Je suis ma mèrrrreee
Depuis que mon fils a quitté le nid, à chaque fois que nous nous voyons, je lui apporte des victuailles, des offrandes, pour un peu il est devenu Dieu égyptien ! Heureusement non, je suis simplement devenue toi, ma mère, qui me préparait à chaque visite des doggybags, de la soupe, du chocolat, des légumes, et après qui je râlais, dans mon idiot principe d’indépendance
J’ai mis fort longtemps, très longtemps à prendre ces dons pour ce qu’ils étaient, tes gestes d’amour
Cela met fort longtemps, très longtemps, à l’apprivoiser, ton absence, trois révolutions ont passé et tu es toujours scandaleusement partie, toi l’immortelle
Quand Papa est mort, tu m’as parlé de votre dernière conversation, la veille, comme s’il sentait qu’il devait mettre certaines choses en ordre, il s’est excusé de ne pas t’avoir rendue heureuse, d’avoir été égoïste
Et toi, durant toutes les années qui ont suivi, tu m’as répété qu’il avait été gentil avec toi et que tu avais été heureuse avec lui
Je ne saurai jamais quelle part de vérité comportait ce qui m’a semblé un mantra sur le moment, pétrie comme je l’étais de certitudes et persuadée que, au grand jamais, je n’aurais vécu ce que tu as vécu
J’en viens à réviser mon jugement depuis peu, j’en arrive à la conclusion que le bonheur ou du tout moins la joie relèvent d’une décision, d’un choix, d’une perspective, je ne saurais dire si tu avais pris ce chemin consciemment ou si ton intelligence émotionnelle t’a guidée mais il me semble détenir ici la plus belle leçon de vie que tu m’aies laissée
Merci maman
Extrait La mère à côté
Je pars. C’est décidé. J’en ai plus qu’assez de cette famille qui ne me comprend pas. Tu assistes, stoïque, à ma colère d’enfant. Je prends ma petite valise et y dépose des culottes propres, du PQ, celui que tu glisses toujours dans mes poches pour l’école, au cas où. Mon pull moche que tu as tricoraté. Et des pommes. Les pommes c’est la vie. Je peux tenir des semaines entières avec quelques pommes. Je pense aller à la DDASS. Normalement, ils s’occupent des enfants sans parents mais ils devraient pouvoir faire une exception pour moi si je leur dis que j’ai abandonné les miens.

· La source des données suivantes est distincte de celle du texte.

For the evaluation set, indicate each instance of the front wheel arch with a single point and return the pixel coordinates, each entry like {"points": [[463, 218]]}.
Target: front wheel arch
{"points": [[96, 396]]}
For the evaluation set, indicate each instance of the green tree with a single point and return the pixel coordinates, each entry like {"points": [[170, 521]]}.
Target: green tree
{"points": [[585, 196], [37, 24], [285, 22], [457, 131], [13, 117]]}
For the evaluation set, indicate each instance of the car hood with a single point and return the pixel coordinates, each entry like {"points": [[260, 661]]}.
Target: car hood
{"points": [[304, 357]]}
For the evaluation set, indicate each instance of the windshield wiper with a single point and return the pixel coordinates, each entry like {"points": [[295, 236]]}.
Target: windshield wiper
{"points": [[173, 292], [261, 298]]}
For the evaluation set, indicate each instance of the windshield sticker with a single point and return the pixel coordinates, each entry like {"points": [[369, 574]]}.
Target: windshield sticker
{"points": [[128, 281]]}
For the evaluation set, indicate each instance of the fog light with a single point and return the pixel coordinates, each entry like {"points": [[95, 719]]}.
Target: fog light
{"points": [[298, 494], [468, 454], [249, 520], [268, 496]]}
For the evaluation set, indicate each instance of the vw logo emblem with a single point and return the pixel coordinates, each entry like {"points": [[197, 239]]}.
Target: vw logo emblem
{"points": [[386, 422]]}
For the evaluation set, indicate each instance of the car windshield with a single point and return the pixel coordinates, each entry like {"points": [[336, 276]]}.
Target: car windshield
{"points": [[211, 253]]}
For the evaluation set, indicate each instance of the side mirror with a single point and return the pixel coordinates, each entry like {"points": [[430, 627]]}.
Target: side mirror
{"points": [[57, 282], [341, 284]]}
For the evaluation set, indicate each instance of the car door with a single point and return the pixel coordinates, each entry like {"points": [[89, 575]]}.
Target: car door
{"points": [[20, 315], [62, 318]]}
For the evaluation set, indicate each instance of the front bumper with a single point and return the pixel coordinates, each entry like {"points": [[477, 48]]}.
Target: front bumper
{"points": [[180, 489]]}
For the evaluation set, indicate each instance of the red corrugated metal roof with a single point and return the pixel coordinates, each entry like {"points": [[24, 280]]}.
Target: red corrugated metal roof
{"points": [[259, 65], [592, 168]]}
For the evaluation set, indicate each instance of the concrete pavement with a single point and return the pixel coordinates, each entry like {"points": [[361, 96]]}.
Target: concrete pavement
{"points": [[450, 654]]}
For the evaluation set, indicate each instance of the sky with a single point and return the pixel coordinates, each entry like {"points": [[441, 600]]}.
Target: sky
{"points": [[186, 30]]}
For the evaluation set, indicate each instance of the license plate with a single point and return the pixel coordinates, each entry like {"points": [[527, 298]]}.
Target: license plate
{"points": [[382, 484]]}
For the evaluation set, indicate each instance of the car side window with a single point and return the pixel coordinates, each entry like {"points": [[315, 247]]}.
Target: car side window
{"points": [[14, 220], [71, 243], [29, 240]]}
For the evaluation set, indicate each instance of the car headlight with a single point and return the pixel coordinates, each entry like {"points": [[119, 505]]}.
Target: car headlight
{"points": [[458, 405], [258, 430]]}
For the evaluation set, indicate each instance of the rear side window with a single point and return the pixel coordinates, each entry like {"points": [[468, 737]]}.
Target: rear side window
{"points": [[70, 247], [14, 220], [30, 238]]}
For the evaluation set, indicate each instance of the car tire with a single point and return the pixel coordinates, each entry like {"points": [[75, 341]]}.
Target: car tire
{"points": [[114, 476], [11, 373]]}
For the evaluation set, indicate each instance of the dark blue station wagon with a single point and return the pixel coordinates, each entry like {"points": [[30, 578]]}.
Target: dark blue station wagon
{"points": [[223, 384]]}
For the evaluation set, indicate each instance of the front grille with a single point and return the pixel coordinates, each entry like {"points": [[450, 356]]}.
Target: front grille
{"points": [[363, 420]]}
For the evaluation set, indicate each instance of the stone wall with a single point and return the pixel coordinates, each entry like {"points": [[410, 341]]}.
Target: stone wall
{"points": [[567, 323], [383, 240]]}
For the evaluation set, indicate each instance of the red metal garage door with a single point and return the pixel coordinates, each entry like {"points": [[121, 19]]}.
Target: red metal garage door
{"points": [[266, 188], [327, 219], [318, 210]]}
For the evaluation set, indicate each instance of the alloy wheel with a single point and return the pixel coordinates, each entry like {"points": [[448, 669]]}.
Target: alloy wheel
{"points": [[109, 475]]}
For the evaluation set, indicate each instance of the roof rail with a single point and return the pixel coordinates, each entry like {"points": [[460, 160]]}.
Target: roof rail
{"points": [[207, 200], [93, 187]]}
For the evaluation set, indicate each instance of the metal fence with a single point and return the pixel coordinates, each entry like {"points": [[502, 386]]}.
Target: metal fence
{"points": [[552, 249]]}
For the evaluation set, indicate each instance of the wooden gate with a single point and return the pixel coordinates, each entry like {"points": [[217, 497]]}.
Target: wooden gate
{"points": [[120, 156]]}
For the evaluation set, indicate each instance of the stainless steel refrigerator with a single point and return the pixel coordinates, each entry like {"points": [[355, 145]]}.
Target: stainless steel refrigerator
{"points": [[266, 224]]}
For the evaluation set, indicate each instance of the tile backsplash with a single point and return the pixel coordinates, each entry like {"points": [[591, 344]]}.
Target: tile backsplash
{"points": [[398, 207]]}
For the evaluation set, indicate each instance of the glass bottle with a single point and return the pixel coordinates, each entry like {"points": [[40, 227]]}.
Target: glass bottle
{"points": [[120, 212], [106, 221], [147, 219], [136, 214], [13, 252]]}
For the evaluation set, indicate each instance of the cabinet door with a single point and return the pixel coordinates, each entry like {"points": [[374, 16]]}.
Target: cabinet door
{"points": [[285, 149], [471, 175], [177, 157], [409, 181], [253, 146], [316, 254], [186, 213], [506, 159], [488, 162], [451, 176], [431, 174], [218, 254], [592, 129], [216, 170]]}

Tu écoutes mon discours sans m’interrompre. À force de me demander de ranger ma chambre, il fallait bien que cela éclate entre nous. Cette vie d’enfer que tu me fais mener n’est plus supportable. Adieu. Tu me proposes de déjeuner avec toi avant de partir. On dirait que le fluide que tu as avec les animaux fonctionne aussi sur moi. J’accepte, je capitule et renonce à mon voyage. — Vous partez en voyage ? — Oui, je pars chez ma fille. — Vous serez absente longtemps ? — Oui, douze culottes. Bonne journée, cher voisin. Tu voyages plutôt dans ta mémoire depuis quelque temps. Tu mélanges allègrement les époques, les noms, les liens. Une fille devient une sœur qui devient une mère qui redevient vivante. Tu me parles de ton enfance et me demandes si je me souviens. Tu dis « ton père » mais tu parles de lui comme si c’était le tien. Je t’appelle pour te prévenir que je viens déjeuner et te demande si tu es contente de me voir : Bien sûr, je suis quand même ta fille. Il y a quelques semaines encore, tu le disais en plaisantant. Ce matin, tu doutes de ta réponse, sentant l’étrangeté de la situation sans bien saisir ce qui cloche.
Je pense à la chanson Tu t’en vas, « Comme un soleil qui disparaît, Comme un été, comme un dimanche, J’ai peur de l’hiver et du froid, J’ai peur du vide de l’absence». Tu me manques déjà, tu es dans une version Schrödinger de la vie, là et pas là tout à la fois.